Aside from assessments on each of these areas, the report is packed with depressing pieces of trivia.
For example, did you know current trends could see less than 10 percent of the planet's land being free of human impact by 2050?
Did you also know that 90 percent of the world's seabirds are estimated to have fragments of plastic in their stomach, compared with 5 percent in 1960?
It's easy to get overwhelmed by the magnitude of the figures, especially when it reminds us just how much we rely on biodiversity as a source of food, pharmaceutical inspiration, and carbon sequestration.
In an attempt to put an economic figure on ecological contributions, some US$125 trillion dollars per year depends on healthy natural resources.
When it comes down to it, numbers like these do little to demonstrate the extent of economic impacts that declining populations and fading biodiversity has on communities around the globe.
That shocking 60 percent figure of wildlife loss is a global average. Some will fare better than others, making it a political issue in line with trade and immigration. In the tropics, the figures get especially bad, with South and Central America suffering a drop of 89 percent between 1970 and 2014.
One of the report's indicators describes the planetary boundaries – safe zones defining the limits of critical processes humans rely on. These include things like integrity of the ozone layer, ocean acidity, pollutant levels, and availability of freshwater.
Four of these boundaries we're pushing into the red zone; climate change, biodiversity integrity, flow of vital elements such as nitrogen and phosphorus, and changes to the land itself.
This is the 12th edition of the Living Planet Report produced by the WWF, and involves the input of more than 50 experts from academia, policy, international development, and conservation organisations.
While climate change has been a pressing issue in international politics in recent years – and rightfully so – our general impact on the biosphere itself lacks similar focus.

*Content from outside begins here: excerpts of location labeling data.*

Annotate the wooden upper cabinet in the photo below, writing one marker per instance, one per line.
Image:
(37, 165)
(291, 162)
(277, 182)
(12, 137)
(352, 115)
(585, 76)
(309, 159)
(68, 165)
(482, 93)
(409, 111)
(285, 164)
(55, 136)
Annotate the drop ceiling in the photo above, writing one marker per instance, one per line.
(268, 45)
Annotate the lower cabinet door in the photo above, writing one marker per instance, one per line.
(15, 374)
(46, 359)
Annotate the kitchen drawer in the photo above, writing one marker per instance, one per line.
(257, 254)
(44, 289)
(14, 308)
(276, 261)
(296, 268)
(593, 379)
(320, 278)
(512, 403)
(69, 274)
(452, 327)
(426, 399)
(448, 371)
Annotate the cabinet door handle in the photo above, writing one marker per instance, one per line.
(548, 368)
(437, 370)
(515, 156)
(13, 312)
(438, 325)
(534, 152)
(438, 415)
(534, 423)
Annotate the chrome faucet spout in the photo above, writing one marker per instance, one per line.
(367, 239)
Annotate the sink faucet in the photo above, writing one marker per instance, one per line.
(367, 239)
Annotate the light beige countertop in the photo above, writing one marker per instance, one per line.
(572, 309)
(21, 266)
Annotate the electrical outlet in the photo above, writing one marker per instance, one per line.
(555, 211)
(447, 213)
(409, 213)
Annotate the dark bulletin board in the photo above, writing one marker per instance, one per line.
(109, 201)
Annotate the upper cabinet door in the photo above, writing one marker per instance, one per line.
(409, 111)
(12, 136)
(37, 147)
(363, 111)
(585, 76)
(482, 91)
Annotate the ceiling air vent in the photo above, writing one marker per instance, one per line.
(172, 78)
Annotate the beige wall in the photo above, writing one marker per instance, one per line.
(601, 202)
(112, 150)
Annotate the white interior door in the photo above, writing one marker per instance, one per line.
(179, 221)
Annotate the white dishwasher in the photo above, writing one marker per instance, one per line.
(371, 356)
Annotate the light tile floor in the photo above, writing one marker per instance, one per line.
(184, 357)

The closest we have is something called the Convention on Biological Diversity, a treaty ratified by just under 200 nations with the aim of conserving biodiversity while fairly and sustainably using its resources.
But if this report is anything to go by, this convention doesn't go far enough. We're going to need clear goals, not to mention processes to ensure we stick to meeting them.
"A set of collective actions are needed, together with a roadmap for targets, indicators and metrics for reversing nature loss," says the WWF.
We expect things to get a whole lot worse in the 2020 report before they finally get better. Let's hope we're wrong on that.